Previously, we have reported a significant rise in TNF-α and CCL5 mRNA expression in the nervous system of mice in response to an increase in viral burden (8). We interpreted these results to suggest the antigenic load elicits the inflammatory response and drives the expression of soluble mediators in the HSV-1-infected host. However, in the original work there was no direct link between virus load and the incidence of encephalitis. More recent findings using mice deficient in toll-like receptor (TLR) 2 also concluded virus loads within the brain do not predict mortality (14). The present findings do show an increase in virus recovered in the nervous system and iris correlated with chemokine expression. In contrast, the results suggest a disconnect between lower infectious virus in the cornea and yet, similar chemokine levels comparing the resistant GIFN mice to the WT animals. We interpret the results to suggest an alternative or unique mechanism stimulates chemokine production in the cornea relative to other sites of infection. Although there may be multiple mechanisms, one possible pathway involves virus DNA.

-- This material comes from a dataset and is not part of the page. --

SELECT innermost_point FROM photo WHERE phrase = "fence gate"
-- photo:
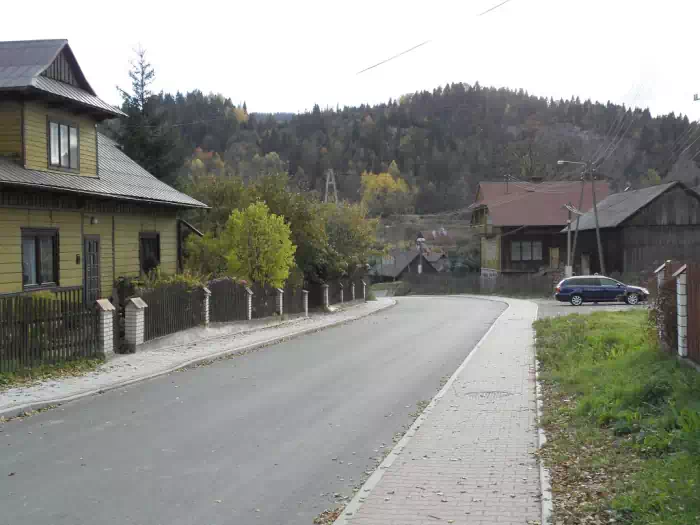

HSV-1 DNA persists in the cornea associated with lesions long after the virus is cleared (19). These results are consistent with the development of herpetic keratitis reported in mice infected with an HSV-1 mutant unable to undergo anterograde transport from the ganglia (21). The basis for HSV DNA induction of inflammatory mediators involves the high content of cytidylate-phosphate-deoxyguanylate (CpG) motifs that are recognized by the pattern recognition receptor, TLR9 (12, 17, 28). TLR9 stimulation induces intracellular signals leading to the activation of NFκB and induction of cytokine secretion (7). We investigated the role of TLR9 in the induction of cytokines and chemokines in response to ocular HSV-1 infection using mice deficient in TLR9. We found TLR9 expression was necessary for up-regulation of the chemokines CXCL9 and CXCL10 but not other chemokines including CXCL1, CCL3, CCL5 and the cytokines IL-1β and IL-6 in the cornea in response to HSV-1 (25). CCL2 levels were also reduces although the variability precluded significant differences. It was also found the absence of TLR9 greatly diminished the early recruitment of PMNs but not macrophages into the cornea following infection. Taken together, TLR9 does appear to play a role in the expression of selective chemokines that impact on the early recruitment of leukocytes into the infected eye. However, other mechanisms must also be operational in the regulation of chemokines within the cornea. One likely alternative is another pattern recognition receptor, the mannose receptor that is induced by HSV-1 resulting in the production of IFN-α by dendritic cells (18). Whether dendritic cells residing in the cornea (11) have this capacity is currently unknown.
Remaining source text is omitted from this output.